I seem to remember soccer (NASL maybe?), at some point, using goals in their standings, in addition to wins.


#10    Alton      (see all posts) 2008/12/04 (Thu) @ 10:43

Correct.  For its entire history (1967 to 1984), NASL calculated its standings based on 6 points for a win, 3 points for a tie, and 1 “bonus” point for each goal scored in a game (with a maximum of 3).

The league eliminated tie games in 1975, but kept the 6 points per win and up to 3 bonus points per game, and added a bonus point for a shootout loss.


#11          (see all posts) 2008/12/04 (Thu) @ 13:27

Tom,

One minor quibble - as I noted in the comments on Mirtle’s piece, the distribution of OT goals is approximately uniform, but the scoring rate is actually going up substantially as you progress through overtime (since games that have ended are no longer contributing to the total elapsed time.)

I’m just not sure how to project the goal-scoring rate from minute 5 to minute 10.  I assumed the scoring rate would continue to increase at the same rate, but we just don’t know.

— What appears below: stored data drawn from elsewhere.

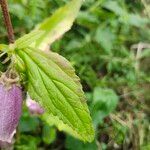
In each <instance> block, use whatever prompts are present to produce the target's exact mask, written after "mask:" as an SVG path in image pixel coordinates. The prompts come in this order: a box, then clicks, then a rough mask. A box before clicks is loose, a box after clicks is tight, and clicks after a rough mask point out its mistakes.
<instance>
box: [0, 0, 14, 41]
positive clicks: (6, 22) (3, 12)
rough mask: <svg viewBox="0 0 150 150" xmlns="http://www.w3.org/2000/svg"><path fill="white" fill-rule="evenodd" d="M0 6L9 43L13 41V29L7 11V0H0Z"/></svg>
mask: <svg viewBox="0 0 150 150" xmlns="http://www.w3.org/2000/svg"><path fill="white" fill-rule="evenodd" d="M0 4H1V8H2V13H3V18H4V23H5V26H6V29H7V34H8V40H9V43H14V39H15V38H14V31H13V27H12V23H11V19H10V15H9V11H8V4H7V0H0Z"/></svg>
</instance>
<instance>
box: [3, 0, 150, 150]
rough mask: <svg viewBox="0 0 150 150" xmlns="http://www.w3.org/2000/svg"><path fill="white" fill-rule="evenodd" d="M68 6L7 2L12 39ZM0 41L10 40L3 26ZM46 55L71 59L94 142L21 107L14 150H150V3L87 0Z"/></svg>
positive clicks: (57, 4) (70, 59)
mask: <svg viewBox="0 0 150 150" xmlns="http://www.w3.org/2000/svg"><path fill="white" fill-rule="evenodd" d="M68 1H69V0H44V1H43V0H8V2H9V9H10V14H11V18H12V22H13V26H14V31H15V36H16V38H17V37H19V36H21V35H24V34H25V33H28V32H29V31H30V30H31V29H33V28H34V27H35V26H36V25H37V24H38V23H39V22H41V21H42V20H43V19H44V18H46V17H48V16H50V15H51V14H52V13H53V12H54V11H55V10H56V9H57V8H59V7H60V6H63V5H64V4H65V3H67V2H68ZM1 16H2V15H1V13H0V22H2V17H1ZM0 41H1V43H2V42H5V43H7V41H8V40H7V33H6V29H5V28H4V25H3V24H2V23H1V26H0ZM50 50H52V51H55V52H58V53H59V54H61V55H63V56H64V57H66V58H67V59H68V60H70V62H71V63H72V65H73V66H74V67H75V69H76V73H77V74H78V76H79V77H80V78H81V83H82V85H83V89H84V91H85V93H86V96H87V102H88V105H89V109H90V111H91V116H92V118H93V124H94V127H95V130H96V138H95V141H94V142H93V143H90V144H89V143H88V144H86V143H82V142H80V141H78V140H76V139H74V138H73V137H70V136H69V135H67V134H65V133H63V132H60V131H58V130H57V129H56V128H55V127H49V126H48V125H47V124H46V123H45V122H43V121H42V120H41V119H40V117H37V116H31V115H30V114H29V112H28V110H27V108H24V113H23V115H22V118H21V121H20V125H19V128H18V134H17V135H16V142H15V146H14V147H15V149H16V150H63V149H67V150H101V149H102V150H106V149H110V150H129V149H132V150H139V149H141V150H149V149H150V142H149V141H150V126H149V114H150V111H149V108H150V107H149V106H150V105H149V104H150V91H149V90H150V2H149V1H148V0H85V1H84V4H83V6H82V8H81V11H80V13H79V15H78V18H77V19H76V22H75V23H74V25H73V28H72V29H71V30H70V31H69V32H67V33H66V34H65V36H63V37H62V38H60V39H58V40H57V41H56V42H55V43H53V45H52V46H51V48H50ZM1 67H3V66H1Z"/></svg>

#12    Tangotiger      (see all posts) 2008/12/04 (Thu) @ 14:01

Gabe,

I’m not sure I follow you.  The number of goals scored, for each slice of time, is uniform.  That’s what we care about.  It doesn’t matter that we have say 60 seconds times 100 games in the 1-minute to 2-minute slice and that we have 60 seconds times 70 games in the 3-minute to 4-minute slice.

If you can provide a concrete example, I’m sure we can work it out to both our satisfaction.


#13          (see all posts) 2008/12/05 (Fri) @ 14:19

Let’s try this one:

1st minute: 10 goals in 100 games (rate=10/100 mins)
2nd minute: 10 goals in 90 games (10/90)
3rd minute: 10/80
4th minute: 10/70
5th minute: 10/60

If we extend the uniform number of goals, then no games go to a shootout.

If we fit an exponential to the data above, we end up with 12 games going to a shootout.  If we project 1-this data, we get 15.  (I actually fit an exponential to the real data, which gave a slightly different answer.)

Or do we contend that an exponential does not actually capture the change in goal-scoring rate and that we get some other distribution over time?  Your estimate of 22% would imply that.


#14    Tangotiger      (see all posts) 2008/12/05 (Fri) @ 14:28

I see your problem.  It’s not that 10 goals are scored per time slice, such that even as the number of games decreases that the number of goals is uniform.  (Is that what your data is showing?  I’d be shocked.)

Rather, it’s that the RATE (0.1 goals per game in your illustration) is constant, so that in your example, it should be:
10/100
9/90
8.1/81
etc, etc

Clearly, if you are down to 10 games, you are not going to have 10 goals scored.

The rate is per unit of time, not some gross number.